Looking for Light and Healing
To repeat: While we find Denhollander’s and Detwiler’s allegations compelling, we are not ready to say each of their charges is the whole truth and nothing but the truth. And we are hardly ready to conclude SGC and the accused congregations and leaders are guilty of every charge brought against them. We are grateful that SGC says (in its statement to CT), “It is our desire to walk transparently, to grow in our ability to better address this risk, and to honor Christ in the way we care for those who have experienced abuse.” We assume that is true of every one of the churches involved in these events. Still a number of its explanations for past events remain inadequate and leave too many questions unanswered.
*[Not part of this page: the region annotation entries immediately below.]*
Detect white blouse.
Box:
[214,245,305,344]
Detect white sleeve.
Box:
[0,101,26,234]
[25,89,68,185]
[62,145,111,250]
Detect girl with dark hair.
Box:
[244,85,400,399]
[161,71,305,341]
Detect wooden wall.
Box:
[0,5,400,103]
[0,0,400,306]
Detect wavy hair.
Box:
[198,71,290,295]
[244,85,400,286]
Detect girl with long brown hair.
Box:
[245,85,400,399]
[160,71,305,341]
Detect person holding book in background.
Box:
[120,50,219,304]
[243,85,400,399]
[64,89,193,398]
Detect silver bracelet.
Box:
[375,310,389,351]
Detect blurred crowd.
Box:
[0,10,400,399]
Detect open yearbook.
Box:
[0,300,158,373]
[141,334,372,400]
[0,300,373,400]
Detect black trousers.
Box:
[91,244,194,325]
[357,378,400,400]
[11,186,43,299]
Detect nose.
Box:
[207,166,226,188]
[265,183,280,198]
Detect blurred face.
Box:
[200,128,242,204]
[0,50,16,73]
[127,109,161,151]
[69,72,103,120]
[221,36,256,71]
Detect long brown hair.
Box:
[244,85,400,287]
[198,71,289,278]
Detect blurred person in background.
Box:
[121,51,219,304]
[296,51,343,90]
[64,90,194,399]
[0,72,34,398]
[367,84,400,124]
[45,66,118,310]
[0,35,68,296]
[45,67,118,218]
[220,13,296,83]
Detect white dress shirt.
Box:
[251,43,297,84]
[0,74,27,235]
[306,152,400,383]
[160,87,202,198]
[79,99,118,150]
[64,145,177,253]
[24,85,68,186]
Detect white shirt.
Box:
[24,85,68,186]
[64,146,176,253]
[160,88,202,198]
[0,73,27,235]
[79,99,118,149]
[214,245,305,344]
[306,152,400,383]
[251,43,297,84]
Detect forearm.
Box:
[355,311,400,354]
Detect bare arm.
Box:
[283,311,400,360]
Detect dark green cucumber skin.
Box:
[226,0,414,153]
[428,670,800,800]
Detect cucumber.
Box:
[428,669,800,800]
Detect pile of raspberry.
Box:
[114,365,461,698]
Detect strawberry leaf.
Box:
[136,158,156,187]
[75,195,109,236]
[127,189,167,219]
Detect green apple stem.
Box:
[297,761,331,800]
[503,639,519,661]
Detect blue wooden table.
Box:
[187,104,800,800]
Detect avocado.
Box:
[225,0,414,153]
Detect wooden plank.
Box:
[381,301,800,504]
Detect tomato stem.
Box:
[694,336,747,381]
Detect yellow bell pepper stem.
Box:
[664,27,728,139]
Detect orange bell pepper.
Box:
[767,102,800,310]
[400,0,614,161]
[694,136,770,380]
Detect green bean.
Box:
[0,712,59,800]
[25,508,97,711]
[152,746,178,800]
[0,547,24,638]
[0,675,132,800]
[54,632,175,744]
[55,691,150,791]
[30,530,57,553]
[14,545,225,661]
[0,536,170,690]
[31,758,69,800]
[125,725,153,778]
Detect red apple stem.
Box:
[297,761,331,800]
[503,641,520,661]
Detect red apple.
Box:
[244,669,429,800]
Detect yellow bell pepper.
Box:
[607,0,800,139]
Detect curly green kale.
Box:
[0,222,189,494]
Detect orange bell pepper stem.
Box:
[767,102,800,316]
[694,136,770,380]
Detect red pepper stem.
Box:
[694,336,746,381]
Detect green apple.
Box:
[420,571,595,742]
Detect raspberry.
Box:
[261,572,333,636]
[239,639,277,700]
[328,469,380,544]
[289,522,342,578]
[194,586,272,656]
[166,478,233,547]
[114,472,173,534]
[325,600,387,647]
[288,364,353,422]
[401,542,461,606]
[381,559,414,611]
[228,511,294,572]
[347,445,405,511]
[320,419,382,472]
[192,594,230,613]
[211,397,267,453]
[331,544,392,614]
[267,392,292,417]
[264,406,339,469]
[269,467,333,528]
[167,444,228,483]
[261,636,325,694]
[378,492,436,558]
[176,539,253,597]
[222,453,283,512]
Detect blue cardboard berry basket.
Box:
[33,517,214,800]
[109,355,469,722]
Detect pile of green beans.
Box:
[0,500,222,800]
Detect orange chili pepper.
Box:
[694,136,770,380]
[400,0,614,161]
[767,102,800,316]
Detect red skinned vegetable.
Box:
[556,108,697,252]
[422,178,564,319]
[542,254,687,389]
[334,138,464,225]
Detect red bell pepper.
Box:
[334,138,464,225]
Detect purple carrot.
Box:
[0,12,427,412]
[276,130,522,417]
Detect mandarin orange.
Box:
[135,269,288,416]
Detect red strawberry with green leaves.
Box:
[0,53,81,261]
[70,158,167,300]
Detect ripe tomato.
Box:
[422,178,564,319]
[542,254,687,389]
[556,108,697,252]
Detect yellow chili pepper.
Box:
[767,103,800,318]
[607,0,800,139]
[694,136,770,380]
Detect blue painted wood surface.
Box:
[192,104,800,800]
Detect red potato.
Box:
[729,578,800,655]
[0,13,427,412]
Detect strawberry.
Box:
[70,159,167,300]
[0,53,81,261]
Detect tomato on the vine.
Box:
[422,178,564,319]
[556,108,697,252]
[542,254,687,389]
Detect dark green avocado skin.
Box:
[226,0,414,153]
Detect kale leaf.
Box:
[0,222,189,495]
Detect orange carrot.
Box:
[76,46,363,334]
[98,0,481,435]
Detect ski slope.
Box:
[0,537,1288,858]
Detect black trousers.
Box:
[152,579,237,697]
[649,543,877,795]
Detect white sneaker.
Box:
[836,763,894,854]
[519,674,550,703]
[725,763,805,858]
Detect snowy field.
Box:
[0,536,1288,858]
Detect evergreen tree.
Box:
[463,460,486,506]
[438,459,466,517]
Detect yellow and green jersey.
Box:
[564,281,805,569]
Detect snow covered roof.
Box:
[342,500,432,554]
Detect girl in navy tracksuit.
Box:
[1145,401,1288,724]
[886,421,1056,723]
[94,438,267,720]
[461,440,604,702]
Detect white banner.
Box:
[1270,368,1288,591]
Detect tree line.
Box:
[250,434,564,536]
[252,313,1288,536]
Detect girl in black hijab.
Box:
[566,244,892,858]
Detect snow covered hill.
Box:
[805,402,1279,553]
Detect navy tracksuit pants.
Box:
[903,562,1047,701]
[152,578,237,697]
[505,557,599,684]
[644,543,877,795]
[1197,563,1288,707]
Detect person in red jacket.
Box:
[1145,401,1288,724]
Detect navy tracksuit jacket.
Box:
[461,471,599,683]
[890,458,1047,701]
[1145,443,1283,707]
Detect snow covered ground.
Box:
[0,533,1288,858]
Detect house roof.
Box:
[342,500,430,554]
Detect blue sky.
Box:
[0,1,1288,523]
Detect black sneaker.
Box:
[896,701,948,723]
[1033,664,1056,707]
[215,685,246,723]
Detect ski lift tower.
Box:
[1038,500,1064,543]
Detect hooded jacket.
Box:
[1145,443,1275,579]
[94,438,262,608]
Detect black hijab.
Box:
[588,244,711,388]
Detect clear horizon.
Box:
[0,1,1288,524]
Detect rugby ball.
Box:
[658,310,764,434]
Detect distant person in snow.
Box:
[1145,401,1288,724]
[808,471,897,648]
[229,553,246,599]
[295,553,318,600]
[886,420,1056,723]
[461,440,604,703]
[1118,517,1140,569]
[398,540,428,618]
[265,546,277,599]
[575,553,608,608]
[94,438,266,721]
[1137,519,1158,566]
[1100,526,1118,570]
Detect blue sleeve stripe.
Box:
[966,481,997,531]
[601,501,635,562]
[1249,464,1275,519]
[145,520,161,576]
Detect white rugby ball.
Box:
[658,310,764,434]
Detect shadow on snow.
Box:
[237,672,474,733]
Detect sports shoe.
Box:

We desperately need a fresh and thorough independent investigation by an organization that specializes in these matters and is acceptable to accusers and SGC, and to any current and former SGC churches, who have been involved in these events, in the hope that the resulting report and any resulting apologies and actions could start a healing process, no matter how partial, in the manner that past high-profile apologies by ABWE, BJU, New Tribes Mission, and the Christian and Missionary Alliance have done.
We call for this on behalf of potential victims who may have yet to be heard. And for the sake of SGC and for the integrity of evangelical churches everywhere. And especially for the sake of the gospel.
Mark Galli is editor in chief of Christianity Today. This article has been updated the story with clarifications since it original publication.